Step 1: Weigh the metal (in pounds) using a set of scales. Then, convert this number to kilograms by dividing it by 2.2046 (since this is how heavy a single kilogram is in pounds).
Step 2: Take a graduated beaker and fill it with water until you reach the 100ml line. Drop the item you suspect is brass into the beaker, watching how high the water level rises. Record the new level. Then, subtract the first water level from the second, which leaves you with the volume of the item.
Step 3: As a milliliter is equivalent to a cubic centimeter, you are now able to convert the volume of the suspected brass item into cubic meters by dividing it by 1,000,000 cubic centimeters per cubic meter.

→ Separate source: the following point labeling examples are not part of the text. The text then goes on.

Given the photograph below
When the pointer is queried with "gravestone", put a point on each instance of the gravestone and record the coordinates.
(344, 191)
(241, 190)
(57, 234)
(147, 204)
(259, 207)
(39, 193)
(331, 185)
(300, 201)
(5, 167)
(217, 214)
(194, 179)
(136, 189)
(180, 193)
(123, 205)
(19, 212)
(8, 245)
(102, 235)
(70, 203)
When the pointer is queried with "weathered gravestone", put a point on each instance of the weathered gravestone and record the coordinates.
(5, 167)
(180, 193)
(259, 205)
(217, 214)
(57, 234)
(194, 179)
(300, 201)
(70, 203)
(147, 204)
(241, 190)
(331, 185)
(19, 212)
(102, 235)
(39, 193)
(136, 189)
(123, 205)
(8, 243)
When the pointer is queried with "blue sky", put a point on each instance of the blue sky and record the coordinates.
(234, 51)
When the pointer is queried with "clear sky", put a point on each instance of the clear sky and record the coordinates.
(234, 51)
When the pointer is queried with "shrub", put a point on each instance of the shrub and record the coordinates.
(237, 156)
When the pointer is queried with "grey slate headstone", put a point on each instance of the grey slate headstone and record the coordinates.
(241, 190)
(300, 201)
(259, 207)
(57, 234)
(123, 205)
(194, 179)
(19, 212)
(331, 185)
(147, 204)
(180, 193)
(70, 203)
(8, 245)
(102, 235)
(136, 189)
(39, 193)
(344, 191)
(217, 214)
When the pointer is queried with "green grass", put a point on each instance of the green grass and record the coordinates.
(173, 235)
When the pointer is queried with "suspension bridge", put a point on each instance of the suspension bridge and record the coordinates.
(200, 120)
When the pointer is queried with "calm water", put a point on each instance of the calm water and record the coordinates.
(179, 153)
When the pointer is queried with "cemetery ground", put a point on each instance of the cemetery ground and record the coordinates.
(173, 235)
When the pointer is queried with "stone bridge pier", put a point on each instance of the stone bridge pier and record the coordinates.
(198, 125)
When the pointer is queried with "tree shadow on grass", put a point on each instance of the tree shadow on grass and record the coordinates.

Step 4: Now you can divide the mass of the item by the volume, which will leave you with the density of the item in kilograms per cubic meter. If the density falls into the known range for brass, you can conclude that that is the metal you are working with.
Whilst this is not the easiest of tests to complete, as you are required to have a number of unusual tools on hand, it is one way that you can definitively determine whether the metal you are working with is brass or not. If the density is not in the known range for brass, check other ranges to work out what type of metal the item is.